Il est heureux qu’un essai, dû à un religieux de la Compagnie de Jésus, évoque la vie, l’œuvre et la postérité d’un jésuite aussi éminent que le Père Gaston Fessard (1897-1978). Sa personnalité a marqué le XXe siècle, comme auteur spirituel de grande fécondité, mais aussi comme « adepte de la contemplation dans l’action ». Deux manifestes de sa main ont particulièrement marqué l’histoire : France, prends garde de perdre ton âme (1941) contre le nazisme et France, prends garde de perdre ta liberté (1946) contre le communisme.
Avec la distance, la lucidité dont il fit preuve, notamment à l’encontre d’un certain progressisme, apparaît d’autant plus remarquable qu’elle est à mettre en relation avec le risque d’apostasie encouru de la part de toute une mouvance ecclésiale. Son dernier ouvrage, Église de France, prends garde de perdre la Foi !, avec une préface de son grand ami Henri de Lubac, sonne encore comme un avertissement. « Fessard ne se borne pas à un procès d’intention. Il analyse avec précision les documents récents de la pastorale épiscopale en France en montrant comment certains présupposés anthropologiques ou sociaux altèrent la foi elle-même. […] À la prétention d’une praxis sans référence à la vérité révélée, il oppose le discernement ignatien ; à l’activisme horizontal, il rappelle que l’Église est d’abord hiérarchique parce que sacramentelle, c’est-à-dire orientée par le Christ vers le Père. »
Un des aspects de l’œuvre de Gaston Fessard paraît d’une actualité étonnante. C’est celui qui touche à la question particulièrement cruciale de l’amour humain, avec la dévalorisation de la différence des sexes, la promotion du concept de gender et l’invraisemblable complaisance à l’égard du transsexualisme qui produit tant de dégâts.

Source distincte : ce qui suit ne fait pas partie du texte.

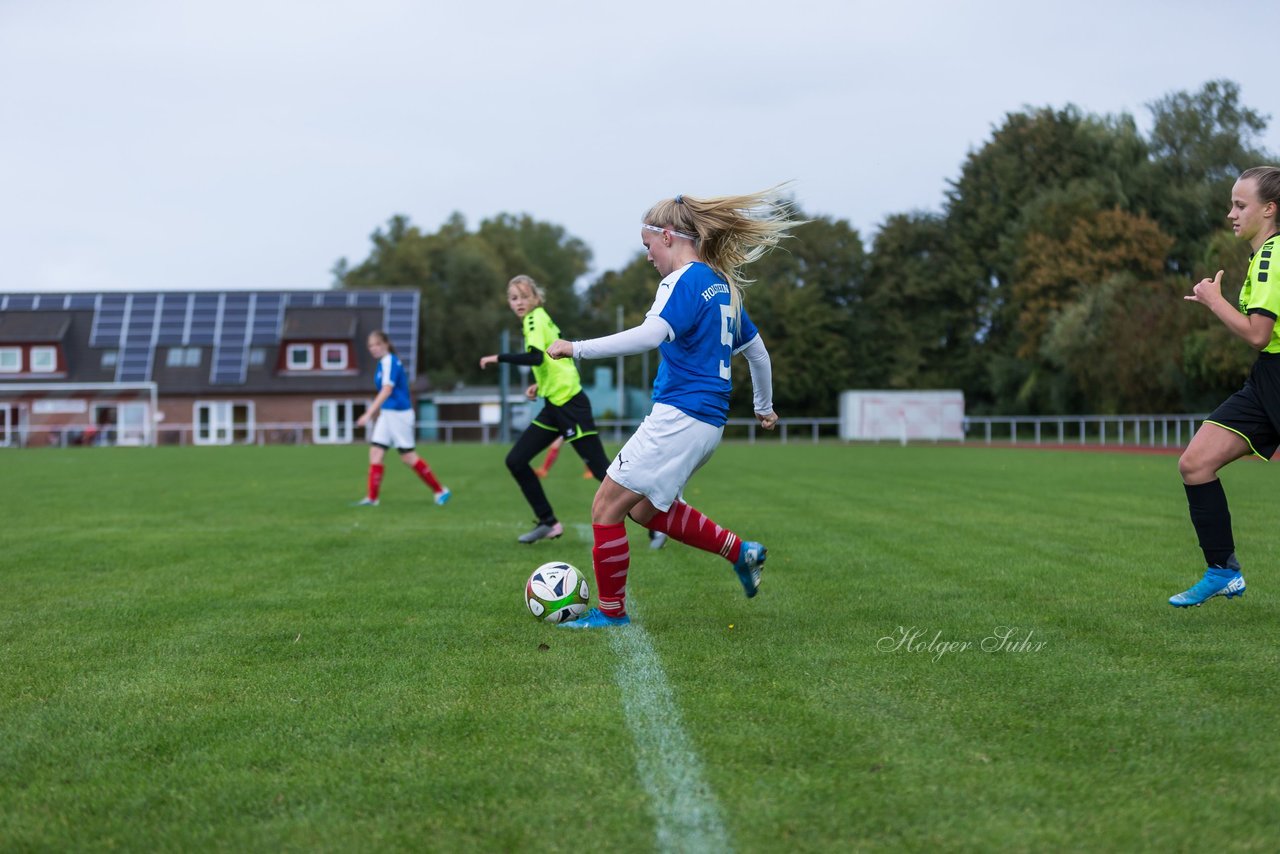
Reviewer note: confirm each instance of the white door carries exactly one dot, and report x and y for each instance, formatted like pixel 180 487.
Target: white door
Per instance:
pixel 133 424
pixel 334 421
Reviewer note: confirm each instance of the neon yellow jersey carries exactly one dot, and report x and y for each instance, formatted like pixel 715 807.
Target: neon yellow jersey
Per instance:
pixel 1261 291
pixel 557 378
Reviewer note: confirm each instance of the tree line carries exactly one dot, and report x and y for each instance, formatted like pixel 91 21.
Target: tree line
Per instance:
pixel 1050 282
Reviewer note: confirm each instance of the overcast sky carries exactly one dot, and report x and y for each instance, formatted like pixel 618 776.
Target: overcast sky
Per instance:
pixel 151 145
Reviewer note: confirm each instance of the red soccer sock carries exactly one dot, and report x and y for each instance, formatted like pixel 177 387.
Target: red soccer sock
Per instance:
pixel 375 479
pixel 424 471
pixel 611 557
pixel 686 525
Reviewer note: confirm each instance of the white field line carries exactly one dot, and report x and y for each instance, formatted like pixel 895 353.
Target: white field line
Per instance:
pixel 685 809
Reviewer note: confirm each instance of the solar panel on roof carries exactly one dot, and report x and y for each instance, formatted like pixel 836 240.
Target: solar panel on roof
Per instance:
pixel 268 319
pixel 231 350
pixel 173 319
pixel 204 319
pixel 108 320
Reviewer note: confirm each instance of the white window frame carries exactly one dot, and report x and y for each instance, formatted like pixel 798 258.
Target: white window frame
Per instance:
pixel 334 421
pixel 132 424
pixel 9 418
pixel 182 357
pixel 222 427
pixel 328 347
pixel 298 348
pixel 44 351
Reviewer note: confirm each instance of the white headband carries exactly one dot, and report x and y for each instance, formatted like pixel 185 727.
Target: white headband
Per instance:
pixel 659 231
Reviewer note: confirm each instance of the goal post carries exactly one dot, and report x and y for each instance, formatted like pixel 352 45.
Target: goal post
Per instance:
pixel 901 416
pixel 62 414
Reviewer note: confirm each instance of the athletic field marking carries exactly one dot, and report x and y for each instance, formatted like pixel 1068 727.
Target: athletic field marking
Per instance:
pixel 686 814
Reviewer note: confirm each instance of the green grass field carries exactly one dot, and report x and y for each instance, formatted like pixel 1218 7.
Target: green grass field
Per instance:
pixel 208 649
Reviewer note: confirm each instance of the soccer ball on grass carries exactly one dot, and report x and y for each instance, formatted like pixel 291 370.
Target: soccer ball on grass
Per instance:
pixel 557 592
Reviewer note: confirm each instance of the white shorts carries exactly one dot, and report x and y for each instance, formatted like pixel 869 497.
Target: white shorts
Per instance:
pixel 664 453
pixel 393 429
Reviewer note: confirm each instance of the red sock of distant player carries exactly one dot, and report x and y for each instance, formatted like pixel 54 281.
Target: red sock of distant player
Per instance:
pixel 424 471
pixel 686 525
pixel 375 479
pixel 611 556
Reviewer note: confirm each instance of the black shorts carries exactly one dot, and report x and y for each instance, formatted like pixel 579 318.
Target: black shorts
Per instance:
pixel 572 420
pixel 1253 412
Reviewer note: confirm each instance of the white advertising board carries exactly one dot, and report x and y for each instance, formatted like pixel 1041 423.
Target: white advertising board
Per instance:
pixel 903 416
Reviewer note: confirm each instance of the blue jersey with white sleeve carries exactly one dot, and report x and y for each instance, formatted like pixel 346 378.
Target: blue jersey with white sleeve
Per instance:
pixel 694 375
pixel 391 371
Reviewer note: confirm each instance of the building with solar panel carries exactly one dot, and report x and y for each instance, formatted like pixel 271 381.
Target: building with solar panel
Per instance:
pixel 202 368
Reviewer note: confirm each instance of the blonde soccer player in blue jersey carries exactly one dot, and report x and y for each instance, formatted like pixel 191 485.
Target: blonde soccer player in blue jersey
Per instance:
pixel 696 323
pixel 1247 423
pixel 392 414
pixel 567 414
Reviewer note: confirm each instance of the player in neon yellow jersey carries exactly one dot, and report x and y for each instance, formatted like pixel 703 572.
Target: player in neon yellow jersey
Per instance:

On pourrait y ajouter encore un néo-féminisme virulent, prompt à exacerber la haine envers le sexe masculin.
Une autre voie alternative
À l’encontre de ces facteurs de déconstruction, le Père Fessard propose une perspective d’une union de l’homme et de la femme qui structure le destin de l’humanité : « Alors que nos institutions traditionnelles s’affaiblissent et que l’individualisme progresse, tandis que les revendications identitaires fragmentent le corps social, Fessard propose une autre voie alternative. Il mise sur une fraternité qui ne soit ni superficielle coexistence ni fusion autoritaire, mais véritable communion respectueuse des différences. »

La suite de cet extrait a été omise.